Este es el primer domingo soleado aquí en Burdeos. Habíamos pasado varias semanas de cielo gris y una continua racha de lluvias. Salí temprano para hacer algunas compras en uno de los pocos supermercados que abre los domingos. Está a pocas calles de mi casa. Yo llevaba puesta una casa delgada porque a esa hora de la mañana, a pesar del sol, corría un poco de aire frío. Al atravesar la plaza Gambetta vi a una pareja de ancianos sentada en una banca. Él tenía puesto un bonete azul y ella uno rosa. Es algo muy típico sobre todo en esta región, pero para mis ojos sigue siendo pintoresco. El sol les daba de lleno en el rostro. No supe exactamente si tenían los ojos cerrados a causa de los rayos solares, o era por el goce y la placidez que parecían experimentar. Como ellos no me podían ver, aproveché en observarlos unos instantes. A primera vista descubrí que ambos tenían un aire en común, pero no supe determinar por qué. Sin embargo a pocos segundos me di cuenta de que ambos no poseían dentadura.

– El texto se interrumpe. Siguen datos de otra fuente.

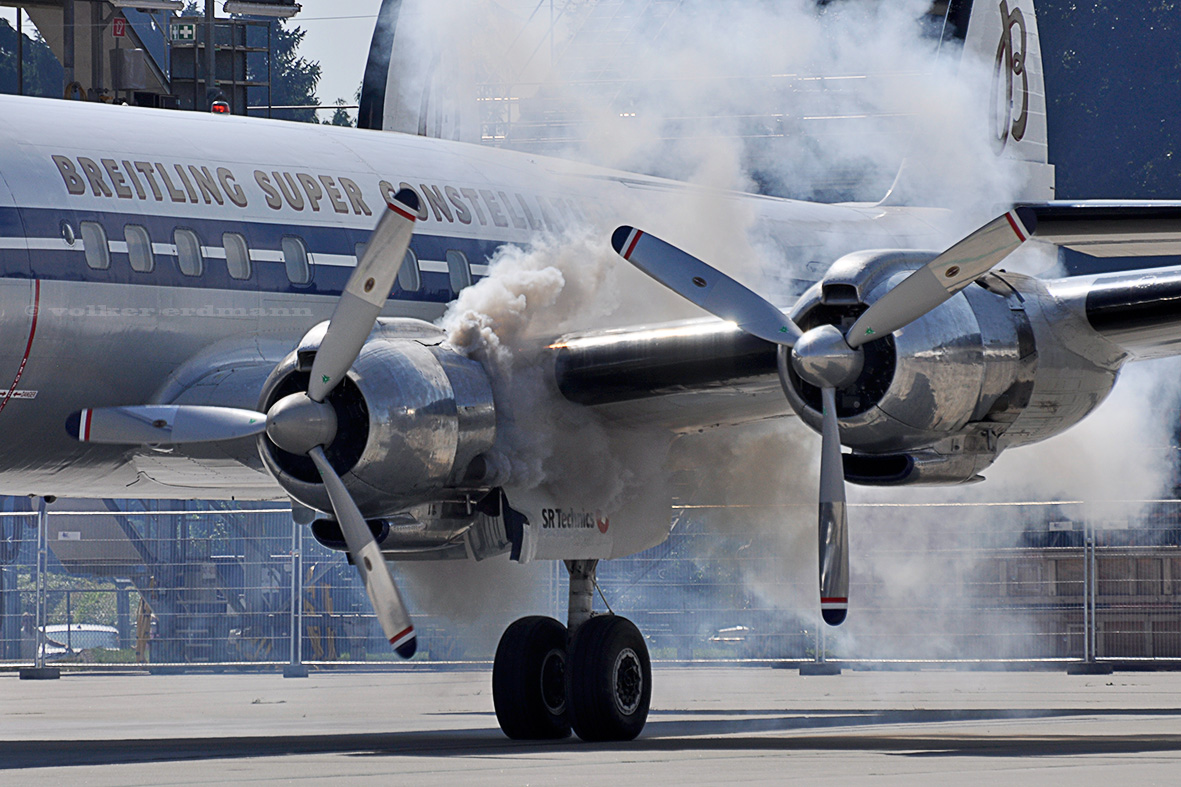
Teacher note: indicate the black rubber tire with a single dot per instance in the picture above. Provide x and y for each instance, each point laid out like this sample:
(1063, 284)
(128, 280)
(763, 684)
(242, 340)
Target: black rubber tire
(528, 684)
(608, 680)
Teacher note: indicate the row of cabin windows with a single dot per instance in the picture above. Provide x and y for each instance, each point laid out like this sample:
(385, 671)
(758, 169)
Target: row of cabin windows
(190, 259)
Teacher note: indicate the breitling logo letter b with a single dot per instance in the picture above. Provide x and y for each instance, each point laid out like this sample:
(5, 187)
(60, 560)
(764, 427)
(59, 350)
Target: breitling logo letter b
(1010, 111)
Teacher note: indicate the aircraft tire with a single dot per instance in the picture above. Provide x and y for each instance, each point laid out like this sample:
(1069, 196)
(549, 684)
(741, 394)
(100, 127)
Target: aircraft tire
(529, 680)
(608, 680)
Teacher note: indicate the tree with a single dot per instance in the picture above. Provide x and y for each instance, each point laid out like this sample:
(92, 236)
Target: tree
(43, 72)
(340, 115)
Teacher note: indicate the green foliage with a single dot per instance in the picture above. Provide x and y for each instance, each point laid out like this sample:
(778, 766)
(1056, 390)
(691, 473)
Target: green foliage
(293, 78)
(43, 72)
(340, 116)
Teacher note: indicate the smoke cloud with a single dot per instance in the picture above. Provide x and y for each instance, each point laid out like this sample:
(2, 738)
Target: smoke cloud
(783, 98)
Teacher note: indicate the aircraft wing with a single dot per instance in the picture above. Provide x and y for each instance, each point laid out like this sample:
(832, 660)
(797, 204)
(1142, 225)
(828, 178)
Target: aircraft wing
(702, 374)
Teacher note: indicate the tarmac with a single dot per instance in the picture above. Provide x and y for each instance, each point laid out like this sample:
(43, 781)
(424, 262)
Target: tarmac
(749, 726)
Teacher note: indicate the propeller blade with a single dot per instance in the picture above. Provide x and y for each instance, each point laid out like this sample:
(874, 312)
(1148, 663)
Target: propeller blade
(163, 423)
(834, 522)
(943, 277)
(364, 296)
(370, 563)
(704, 285)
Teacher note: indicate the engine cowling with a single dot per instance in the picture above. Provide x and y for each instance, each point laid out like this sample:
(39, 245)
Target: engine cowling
(940, 398)
(413, 420)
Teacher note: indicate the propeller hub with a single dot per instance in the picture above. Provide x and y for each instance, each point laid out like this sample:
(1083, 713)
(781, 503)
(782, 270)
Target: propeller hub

Esta imagen me hizo recordar un cuento que había escrito hace mucho, sobre mis veintipocos años, en el cual aparecía un anciano sin dentadura. Una vez las compras hechas, de vuelta a casa mi objetivo estuvo determinado: remover cajas y papeles hasta encontrar este cuento. Antes de ponerme a buscar y para evitar mis alergias, abrí las puertas del balcón para que entrara algo de aire fresco. Para mi sorpresa, hallé el texto rápidamente. Como era de esperarse, el papel tiene ya la tonalidad que le ha brindado la humedad de Lima y ahora de Burdeos. He releído sus trece cuartillas y me digo que es evidente que no lo publicaré nunca. Veo en él un exagerado registro de los cuentos urbanos escritos por Julio Ramón Ribeyro o Enrique Congrains Martin. Por lo general, me parece, todo joven escritor de Lima se inicia impregnado de este fraseo e imaginario urbano, que sin duda estuvo muy bien para sus primeros creadores, pero que escrito ahora me resulta insoportable. En la anécdota de mi cuento encuentro a tres ancianos en una vetusta casa del centro de Lima, en Barrios Altos. Se trata de una pareja de esposos y la hermana de ella. El hombre fue un antiguo agente municipal que debió haber sido licenciado hace mucho, pero que, por marrullerías de un alcalde, lo mantienen como una especie de símbolo de la ciudad. Durante todo ese tiempo le había hecho creer que sus papeletas e informes tenían vigencia. En realidad era algo evidente que él no quería aceptar. Su cuñada y su mujer se lo repetían siempre, pero él seguía haciendo sus rondas, siempre llevado del brazo por su esposa. Además de todo, este personaje solía salir de casa con un sobretodo negro y una gorra también negra. Este había sido su uniforme de toda la vida y así lo vieron siempre los vecinos del barrio.

El cuento que escribí se centra en una mañana. La cuñada preparaba el desayuno mientras su hermana ayudaba a su marido a alistarse. Me sorprende mi interés en la mesa puesta y que no haya nadie sentado en ella: “Sobre el mantel verde tejido por su hermana aún continuaban las tres tazas humeantes de café, cada pan junto a la taza y las lonjas de plátano frito en un plato de plástico al centro de la mesa.” Yo no sé si en Lima la gente desayuna de esta manera. Lo del plátano frito era habitual en mi casa, pero porque mi madre es de la selva. Y aún hoy como plátano frito, porque mi esposa también es de la selva. Lo cierto es que después de que ellos tomaran desayuno, en medio de ñoñerías de ancianos, el hombre se encuentra solo, sentado en un sillón, a la espera de su mujer y su cuñada, quienes habían salido un momento para hacer unas compras. En eso llega un funcionario de la municipalidad para hacerle firmar unos papeles que les eximían a ellos de toda responsabilidad durante las rondas de este hombre. Los documentos son firmados y el funcionario se marcha. Como es de esperarse en este tipo de cuentos, a la vuelta de las hermanas, se dan conque el anciano pone excusas y ya no quiere salir de casa. Se queda sentado en su sillón, observando los gránulos de madera apolillada bajo los otros muebles. Quiere concentrase en ello, pero se queda rápidamente dormido.

Algo que no logro recordar ni entender, ya que no me parece fácil de deducir en la lectura, es por qué llamé “Claridad” a aquel cuento. Es decir, un título como este, conociéndome como creo que me conozco, anunciaría otro tipo de historia. No solamente la revelación para este hombre de su situación real. Tengo la impresión de que coloqué ese título esperando escribir algo completamente diferente, y que por pereza lo dejé allí, como puerta a esos tres ancianos.